But look at what that identity governs. Entra's authorization is granted ahead of time: an admin consents an app to a scope or assigns an app role, and every token after that carries what was granted. Whether a specific user invoking a specific agent should hold a scope on a specific request is a question your API answers after the token exists. And Entra has no CIBA grant for out-of-band approval and no Dynamic Client Registration for self-registering MCP clients.

Bottom line: Entra Agent ID tells you what your agents are and what they've been granted.

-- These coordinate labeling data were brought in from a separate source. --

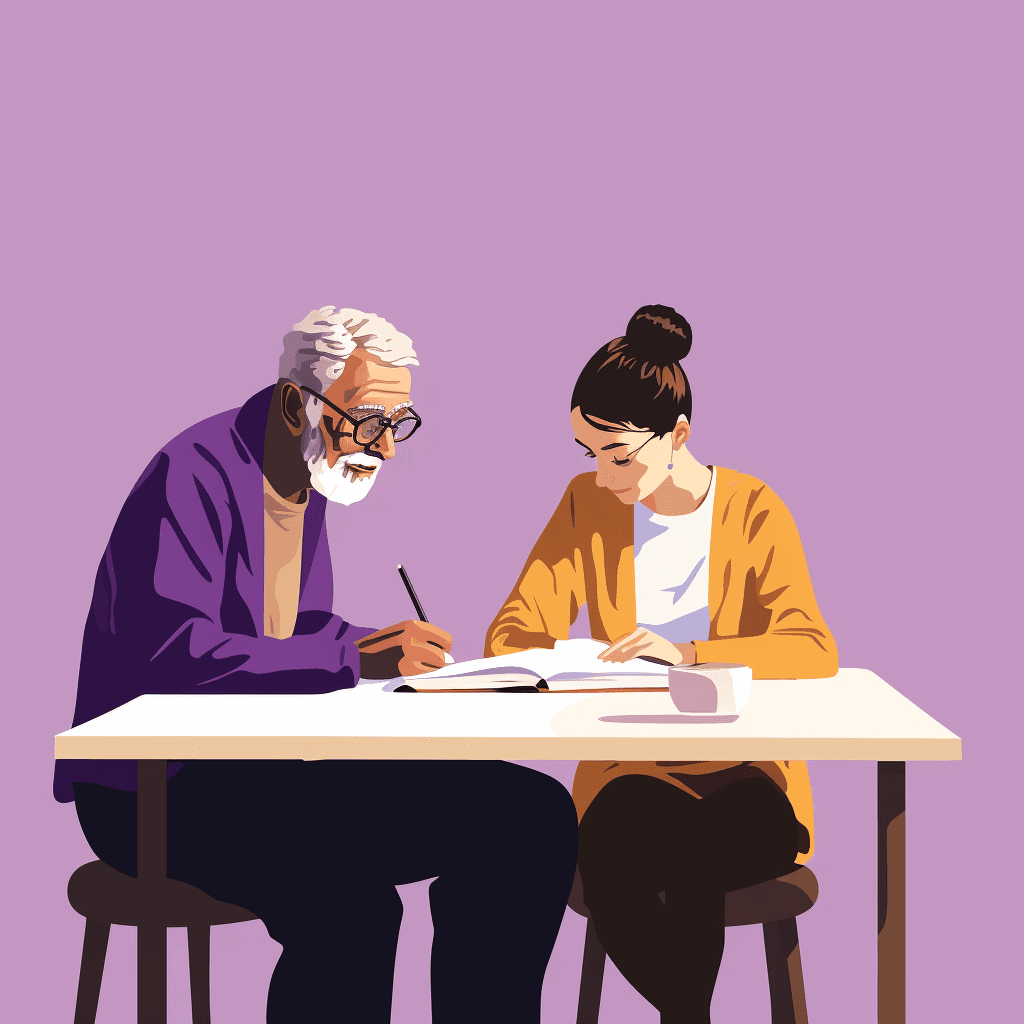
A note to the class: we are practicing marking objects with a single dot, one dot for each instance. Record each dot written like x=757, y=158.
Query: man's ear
x=680, y=433
x=293, y=410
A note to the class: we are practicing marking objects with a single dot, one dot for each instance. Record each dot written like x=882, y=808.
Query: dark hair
x=637, y=378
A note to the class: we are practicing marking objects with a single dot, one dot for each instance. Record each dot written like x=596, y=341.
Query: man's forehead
x=365, y=377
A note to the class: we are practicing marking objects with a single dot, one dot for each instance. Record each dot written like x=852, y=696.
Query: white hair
x=315, y=350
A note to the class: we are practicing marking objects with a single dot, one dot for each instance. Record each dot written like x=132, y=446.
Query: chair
x=107, y=897
x=774, y=904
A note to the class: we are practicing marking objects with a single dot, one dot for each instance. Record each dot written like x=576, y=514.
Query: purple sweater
x=178, y=601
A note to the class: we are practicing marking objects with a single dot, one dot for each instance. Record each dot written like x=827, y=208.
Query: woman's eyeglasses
x=368, y=430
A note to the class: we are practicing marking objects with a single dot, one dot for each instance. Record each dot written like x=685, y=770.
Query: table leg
x=152, y=851
x=892, y=892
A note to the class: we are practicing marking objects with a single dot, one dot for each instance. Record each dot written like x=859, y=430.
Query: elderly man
x=217, y=579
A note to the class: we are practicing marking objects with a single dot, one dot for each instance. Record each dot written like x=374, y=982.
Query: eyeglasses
x=629, y=455
x=368, y=430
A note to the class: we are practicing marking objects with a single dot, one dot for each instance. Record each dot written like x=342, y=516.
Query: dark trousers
x=316, y=848
x=641, y=837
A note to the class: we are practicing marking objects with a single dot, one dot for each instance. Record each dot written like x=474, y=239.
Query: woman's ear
x=293, y=409
x=680, y=433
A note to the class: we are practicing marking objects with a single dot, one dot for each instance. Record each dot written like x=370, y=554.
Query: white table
x=854, y=716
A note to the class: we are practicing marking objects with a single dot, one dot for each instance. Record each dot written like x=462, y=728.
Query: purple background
x=826, y=190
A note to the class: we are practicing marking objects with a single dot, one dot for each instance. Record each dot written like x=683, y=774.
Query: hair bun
x=660, y=333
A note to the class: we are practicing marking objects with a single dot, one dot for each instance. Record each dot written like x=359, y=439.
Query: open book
x=571, y=666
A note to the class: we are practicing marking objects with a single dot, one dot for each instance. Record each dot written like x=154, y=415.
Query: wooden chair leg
x=592, y=978
x=785, y=977
x=199, y=972
x=91, y=976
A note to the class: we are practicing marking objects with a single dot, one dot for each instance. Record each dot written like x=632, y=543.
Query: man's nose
x=385, y=445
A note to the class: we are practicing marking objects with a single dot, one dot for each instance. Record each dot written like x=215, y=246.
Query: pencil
x=412, y=595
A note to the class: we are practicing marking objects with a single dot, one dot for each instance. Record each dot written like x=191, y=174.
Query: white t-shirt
x=670, y=560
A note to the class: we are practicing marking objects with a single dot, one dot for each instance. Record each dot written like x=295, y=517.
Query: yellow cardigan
x=762, y=606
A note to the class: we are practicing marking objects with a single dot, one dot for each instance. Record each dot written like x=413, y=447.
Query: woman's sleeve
x=782, y=633
x=548, y=594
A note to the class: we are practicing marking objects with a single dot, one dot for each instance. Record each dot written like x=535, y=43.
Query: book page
x=576, y=659
x=536, y=663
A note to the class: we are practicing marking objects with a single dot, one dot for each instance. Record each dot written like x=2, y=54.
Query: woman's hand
x=643, y=643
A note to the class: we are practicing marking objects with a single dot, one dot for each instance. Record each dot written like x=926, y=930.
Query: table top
x=853, y=716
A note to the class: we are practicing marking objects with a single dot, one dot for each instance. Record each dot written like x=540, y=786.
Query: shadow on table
x=667, y=719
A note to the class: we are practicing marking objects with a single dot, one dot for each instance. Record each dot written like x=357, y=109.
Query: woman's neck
x=683, y=489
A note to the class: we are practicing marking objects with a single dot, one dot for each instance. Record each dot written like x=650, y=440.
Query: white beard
x=337, y=485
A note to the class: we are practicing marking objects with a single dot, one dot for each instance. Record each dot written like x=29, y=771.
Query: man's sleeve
x=169, y=613
x=548, y=594
x=793, y=640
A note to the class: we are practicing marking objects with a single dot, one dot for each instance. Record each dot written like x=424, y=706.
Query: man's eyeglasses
x=368, y=430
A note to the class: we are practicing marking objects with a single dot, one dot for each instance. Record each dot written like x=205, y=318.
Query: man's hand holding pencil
x=407, y=648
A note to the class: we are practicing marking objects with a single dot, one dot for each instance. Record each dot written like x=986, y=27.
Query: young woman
x=684, y=563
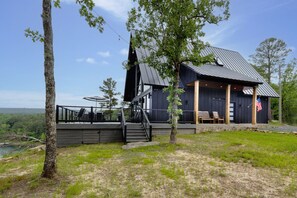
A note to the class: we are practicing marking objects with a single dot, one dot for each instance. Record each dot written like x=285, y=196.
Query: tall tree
x=172, y=32
x=289, y=93
x=270, y=53
x=86, y=7
x=109, y=90
x=270, y=57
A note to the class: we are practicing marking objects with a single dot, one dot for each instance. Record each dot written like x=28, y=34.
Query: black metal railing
x=70, y=114
x=124, y=125
x=143, y=118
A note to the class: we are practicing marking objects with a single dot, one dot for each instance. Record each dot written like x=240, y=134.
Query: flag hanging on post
x=258, y=105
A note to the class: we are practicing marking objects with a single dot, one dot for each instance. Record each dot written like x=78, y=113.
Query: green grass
x=105, y=170
x=259, y=149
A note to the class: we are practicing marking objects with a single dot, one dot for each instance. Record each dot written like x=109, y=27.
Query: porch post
x=227, y=111
x=196, y=101
x=254, y=110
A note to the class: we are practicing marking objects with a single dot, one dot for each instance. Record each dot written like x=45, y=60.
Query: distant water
x=8, y=149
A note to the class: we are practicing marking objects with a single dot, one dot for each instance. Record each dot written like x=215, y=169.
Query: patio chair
x=204, y=116
x=81, y=113
x=216, y=117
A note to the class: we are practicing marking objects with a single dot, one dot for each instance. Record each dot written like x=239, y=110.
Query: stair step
x=135, y=133
x=137, y=140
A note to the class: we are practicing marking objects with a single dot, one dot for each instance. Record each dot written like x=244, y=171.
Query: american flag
x=258, y=105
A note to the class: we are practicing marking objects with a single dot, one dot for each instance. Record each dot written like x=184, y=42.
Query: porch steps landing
x=136, y=133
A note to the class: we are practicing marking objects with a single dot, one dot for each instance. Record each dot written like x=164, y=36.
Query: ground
x=221, y=164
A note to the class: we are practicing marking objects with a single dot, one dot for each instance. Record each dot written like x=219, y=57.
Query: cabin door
x=232, y=111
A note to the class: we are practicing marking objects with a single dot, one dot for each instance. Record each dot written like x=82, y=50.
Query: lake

Deciding per request what each agent may do, for whom, is the layer you still own.

Descope provides that layer: cloud-neutral agent identity management, issuance-time policy, a credential vault that works across every runtime, and an authorization server that covers what Entra External ID doesn't.

What Descope adds to Azure AI Foundry

The Descope Agentic Identity Hub provides several capabilities (Policies, Connections, cloud-neutral agent directory) that address specific gaps in AI Foundry’s native identity capabilities.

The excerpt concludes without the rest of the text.